Nach den Berechnungen des Global Footprint Network wären derzeit etwa 1,7 Planeten Erde notwendig, um den Ressourcenhunger der Weltwirtschaft zu stillen. Nach dem Erdüberlastungstag am 2. August folgen noch gut 40 Prozent des Jahres, für die eigentlich keine Ressourcen mehr vorhanden sind.
Würden alle Länder so wirtschaften und konsumieren wie Deutschland, wären sogar drei Erden nötig. Der deutsche Erdüberlastungstag war in diesem Jahr denn auch schon am 4. Mai.
Bei einer Lebensweise wie in den USA bräuchte die Menschheit sogar fünf Erden, beim Modell des Schwellenlandes China wären es mehr als zwei. Es gibt jedoch durchaus Länder, deren ökologischer Fußabdruck noch nicht zu groß ist, darunter ist Indien mit 0,7 Erden.

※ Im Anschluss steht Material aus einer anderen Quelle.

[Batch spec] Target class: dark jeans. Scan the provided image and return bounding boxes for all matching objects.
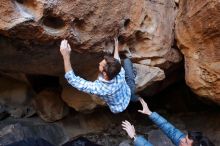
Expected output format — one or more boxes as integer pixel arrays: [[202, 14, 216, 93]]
[[123, 58, 138, 101]]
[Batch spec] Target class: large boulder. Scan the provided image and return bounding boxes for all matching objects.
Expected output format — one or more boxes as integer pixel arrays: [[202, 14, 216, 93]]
[[0, 0, 182, 110], [175, 0, 220, 104], [33, 89, 68, 122]]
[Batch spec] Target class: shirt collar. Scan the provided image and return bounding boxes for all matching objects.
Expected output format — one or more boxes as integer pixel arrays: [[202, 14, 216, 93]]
[[98, 74, 114, 83]]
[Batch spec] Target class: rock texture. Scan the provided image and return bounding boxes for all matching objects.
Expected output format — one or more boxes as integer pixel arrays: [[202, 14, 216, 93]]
[[33, 89, 68, 122], [175, 0, 220, 104], [0, 0, 182, 110]]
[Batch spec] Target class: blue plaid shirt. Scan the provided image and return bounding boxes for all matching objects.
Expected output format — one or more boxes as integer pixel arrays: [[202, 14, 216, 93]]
[[65, 68, 131, 113]]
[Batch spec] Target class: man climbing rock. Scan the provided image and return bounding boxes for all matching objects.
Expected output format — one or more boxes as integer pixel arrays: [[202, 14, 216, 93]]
[[60, 39, 136, 113]]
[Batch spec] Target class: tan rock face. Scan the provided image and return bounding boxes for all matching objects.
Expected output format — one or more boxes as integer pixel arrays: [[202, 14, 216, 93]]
[[33, 89, 68, 122], [0, 0, 181, 110], [176, 0, 220, 104]]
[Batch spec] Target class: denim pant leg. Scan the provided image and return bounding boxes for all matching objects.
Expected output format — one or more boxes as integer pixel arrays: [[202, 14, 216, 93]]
[[123, 58, 138, 101]]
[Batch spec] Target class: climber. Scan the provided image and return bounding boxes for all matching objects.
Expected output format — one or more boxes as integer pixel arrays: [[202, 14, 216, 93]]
[[122, 98, 214, 146], [60, 38, 136, 113]]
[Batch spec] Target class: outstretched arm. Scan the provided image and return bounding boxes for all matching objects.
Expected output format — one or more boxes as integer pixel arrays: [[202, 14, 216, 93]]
[[60, 39, 72, 73], [114, 38, 121, 62], [138, 98, 185, 145]]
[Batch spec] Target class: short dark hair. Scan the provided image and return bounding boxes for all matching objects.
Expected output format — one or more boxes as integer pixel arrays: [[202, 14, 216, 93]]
[[188, 131, 215, 146], [104, 55, 121, 80]]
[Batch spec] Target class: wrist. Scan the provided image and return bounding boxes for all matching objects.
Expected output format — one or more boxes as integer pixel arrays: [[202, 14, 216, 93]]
[[63, 55, 70, 60], [131, 134, 136, 141], [147, 111, 152, 116]]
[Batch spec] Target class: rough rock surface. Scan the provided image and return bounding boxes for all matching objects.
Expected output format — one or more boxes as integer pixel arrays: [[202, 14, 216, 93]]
[[33, 89, 68, 122], [176, 0, 220, 104], [0, 0, 181, 110]]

"Wir beschneiden die Rechte künftiger Generationen"
Umweltverbände werten den "Overshoot Day" als Signal zum Umsteuern. "Klimakrise, Artenverlust und knappe, begrenzte Ressourcen wie Wasser, fruchtbare Böden, Holz, Rohstoffe sind Fakt, Kipppunkte stehen vor der Tür", sagte Susanne Walter von den Parents for Future Bonn. Es müsse jetzt gehandelt werden. "Je schneller und konsequenter, desto besser kann unsere Zukunft noch sein."
Immerhin sei es "erfreulich, dass die Überlastung seit einigen Jahren kaum noch zunimmt und in diesem Jahr sogar ganz leicht abnimmt", kommentierte Christoph Bals, politischer Geschäftsführer der Umwelt- und Entwicklungsorganisation Germanwatch. "Aber nach wie vor nehmen wir ungefragt einen massiven ökologischen Kredit bei jüngeren und kommenden Generationen auf und schränken ihre künftigen Freiheitsrechte ein", sagte er.
Die Industrienationen und stark emittierende Schwellenländer wie China hätten wegen ihrer besonders hohen Ressourcennutzung und entsprechender Emissionen eine besondere Verantwortung – gerade im Klimabereich, der global rund die Hälfte des ökologischen Fußabdrucks ausmacht.
Germanwatch erinnerte daran, dass die weltweiten CO2-Emissionen laut Weltklimarat IPCC bis 2030 um 43 Prozent im Vergleich zu 2010 sinken müssen, um das 1,5-Grad-Limit langfristig einhalten zu können. Bisher ist das nicht in Sicht.
Nur während der Corona-Lockdowns sind die Emissionen deutlich gesunken, im Jahr 2020 um rund sieben Prozent. Inzwischen ist das Vor-Corona-Niveau aber wieder erreicht.
Das Global Footprint Network hat mehr als 100 Lösungen zusammengetragen, die laut der Organisation ein enormes Potenzial haben, um den Erdüberlastungstag weiter nach hinten zu verschieben. Mehr als zwei Monate – 63 Tage – könne man allein mit einer global umgesetzten Bepreisung des Treibhausgases CO2 erreichen, und zwar mit 100 US-Dollar pro Tonne.
Weitere 29 Tage würde es danach bringen, "intelligente Städte" zu entwickeln, also moderne Technologien für Gebäude, Industrieprozesse und Stromverteilung zu nutzen, und die Abhängigkeit von energieintensiven Transportmitteln zu reduzieren.
Um sieben Tage nach hinten wanderte der Overshoot Day, wenn 50 Prozent des weltweiten Fleischkonsums durch pflanzliche Ersatzstoffe ersetzt würden, und zwar allein durch den geringeren CO2-Ausstoß und die geringere Landnutzung. Werden die dadurch reduzierten Methanemissionen einbezogen, wäre die Wirkung sogar noch größer.